Economie

Kasongo Mwema : « La situation financière de la RDC est stable »

Finances dans le rouge, la vie macroéconomique qui menace de partir en vrille… chiffre à l’appui, le bulletin de l’observatoire de la dépense publique dépeint un environnement financier qui a échappé au contrôle et à la rigueur pour le premier trimestre 2019. L’ONG pointe du doigt les institutions, à commencer par la présidence. Aux chiffres de l’ODEP, la présidence, par le biais de son porte-parole, a tenu à préciser, sur foi des informations de la Banque Centrale du Congo, que « la situation financière est plutôt stable ».

Selon un rapport de l’Observatoire de la dépense publique (ODEP), une ONG créée en 2011 et qui regroupe des organisations qui suivent la mise en application du budget de l’Etat, la gestion des finances publiques au cours du premier trimestre de 2019 n’a pas été orthodoxe. L’ONG, citée entre autres par La libre Afrique, dépeint un environnement financier où il y a eu des dépenses extrabudgétaires, des contreperformances des régies financières et l’explosion des dépenses institutionnelles. Selon le bulletin de l’ODEP, « les trois premiers mois du nouveau régime, n’ont pas été tendre pour les finances de l’Etat ». Cette seule phrase a suffi pour alimenter la polémique dans les médias et dans les réseaux sociaux. Dès lors, chacun y va de son commentaire et il se trouve maintenant des « spécialistes » qui croient savoir que « la Banque Centrale a été saignée », et que ses réserves en « devises connaissent un tassement ». Les fakes news et les folles rumeurs font feu de tous bois dans les réseaux sociaux pour annoncer une catastrophe économique à venir, s’appuyant sur le bulletin de l’Observatoire de la dépense publique.

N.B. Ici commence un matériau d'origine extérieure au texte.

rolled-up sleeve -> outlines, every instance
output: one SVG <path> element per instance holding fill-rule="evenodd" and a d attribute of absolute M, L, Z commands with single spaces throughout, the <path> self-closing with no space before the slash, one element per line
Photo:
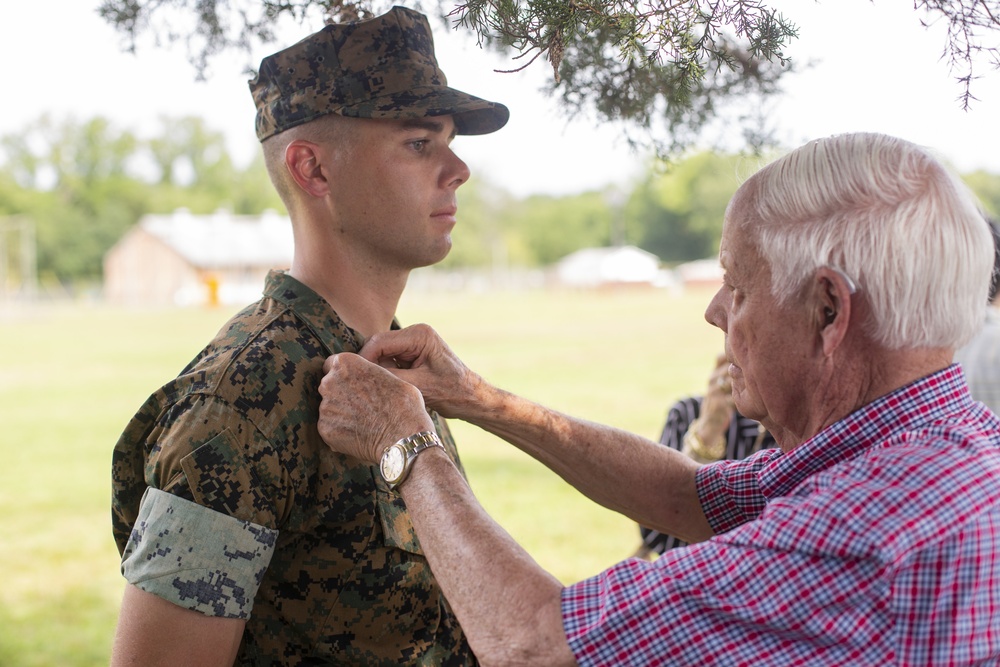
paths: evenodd
<path fill-rule="evenodd" d="M 122 574 L 186 609 L 245 619 L 277 537 L 276 530 L 149 488 L 122 554 Z"/>

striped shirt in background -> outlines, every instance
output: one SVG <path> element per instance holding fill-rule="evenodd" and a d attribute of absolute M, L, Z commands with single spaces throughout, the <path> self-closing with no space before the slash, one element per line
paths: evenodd
<path fill-rule="evenodd" d="M 701 396 L 684 398 L 674 403 L 667 413 L 667 422 L 660 435 L 660 444 L 682 451 L 684 434 L 687 433 L 691 423 L 698 418 L 699 414 L 701 414 Z M 734 418 L 730 420 L 729 430 L 726 432 L 724 458 L 728 460 L 742 459 L 759 449 L 774 446 L 774 438 L 771 437 L 770 433 L 763 431 L 759 422 L 736 412 Z M 665 535 L 645 526 L 639 526 L 639 535 L 642 538 L 640 553 L 645 551 L 662 555 L 668 549 L 687 545 L 684 540 L 672 535 Z"/>

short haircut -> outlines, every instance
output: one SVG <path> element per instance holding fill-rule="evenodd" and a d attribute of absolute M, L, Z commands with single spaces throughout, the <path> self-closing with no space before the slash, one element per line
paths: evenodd
<path fill-rule="evenodd" d="M 328 114 L 304 125 L 298 125 L 275 134 L 261 142 L 267 175 L 271 177 L 271 183 L 274 184 L 274 189 L 277 190 L 278 196 L 281 197 L 281 201 L 284 202 L 289 213 L 295 206 L 297 186 L 285 167 L 285 149 L 288 148 L 288 144 L 298 139 L 314 143 L 347 142 L 351 132 L 346 126 L 352 122 L 357 121 Z"/>
<path fill-rule="evenodd" d="M 982 325 L 989 226 L 969 189 L 912 143 L 880 134 L 813 141 L 748 179 L 730 211 L 780 302 L 834 266 L 870 304 L 866 333 L 890 349 L 960 347 Z"/>

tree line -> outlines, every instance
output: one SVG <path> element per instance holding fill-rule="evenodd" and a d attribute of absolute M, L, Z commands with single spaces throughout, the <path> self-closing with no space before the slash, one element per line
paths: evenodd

Le document de l’ODEP affirme aussi que le nouveau pouvoir orchestre des dépenses parallèles à la loi des Finances 2019. Pour l’ONG, le financement du programme d’urgence de 100 jours du chef de l’Etat en est pour quelque chose. « Les dépenses orchestrées, le sont en dehors de la chaine des dépenses publiques ». L’ONG conclue que ces dépenses « se font sans le moindre contrôle ». Toujours selon le document, plus de 75% des dépenses publiques, se sont fait en ne tenant pas compte des crédits votés par le parlement. Les décaissements se seraient faits en procédure d’urgence. Cette réalité s’ajoute, selon le bulletin de l’ODEP, aux contre-performances des régies financières et aux dépenses pour le fonctionnement des institutions qui elles, seraient parties « en flèche ».

Le rapport de l’Observatoire souligne que pendant qu’il y a eu exagération des décaissements, les régies financières elles, n’ont pas atteint les assignations. Et pour cause, l’évasion fiscale, la corruption et les exonérations illégales infectent plus que jamais le système fiscal congolais.

Les chiffres alarmants

A en croire l’ONG, de janvier à mars 2019, le déficit budgétaire enregistré est de 151,1millions de dollars. L’ODEP pointe notamment les dépenses de fonctionnement de la présidence qui auraient connu un dépassement de 120% sur le premier trimestre. Le document atteste que les institutions politiques ont été cruellement budgétivores : 18 millions de dollars américains pour la présidence, 6.1 millions de dollars pour la primature, 17.1 pour l’Assemblée nationale, 5.2 millions pour le sénat, 167.2 pour les gouvernorats des provinces et les Assemblées provinciales. Ce qui fait un total de 213 millions de dollars pour les institutions rien que pour le premier trimestre.

Les chiffres rassurants

Pour tordre le coup à certaines affirmations et à la polémique qui s’est ensuivie, le porte-parole de la présidence, sur foi des informations de la Banque Centrale du Congo (BCC), a tenu à recadrer les choses. Ayant participé à une réunion avec la Banque Centrale du Congo, Kasongo Mwema Yamba Yamba qualifie toutes les polémiques autour des dépenses présidentielles et autres d’« intoxications ». L’ancien journaliste a précisé dans son tweet que « la BCC publie des chiffres pour étouffer une tentative d’intoxication de l’opinion sur l’explosion du budget national ». Et d’ajouter : «la situation financière est plutôt stable de janvier à avril 2019. Croissance PIB : 5.8%, taux d’inflation : 1.4%. Taux de change stable, réserves bancaires internationales excédentaires ». Des chiffres rassurants de la Banque Centrale mais qui sont loin d’éteindre la polémique.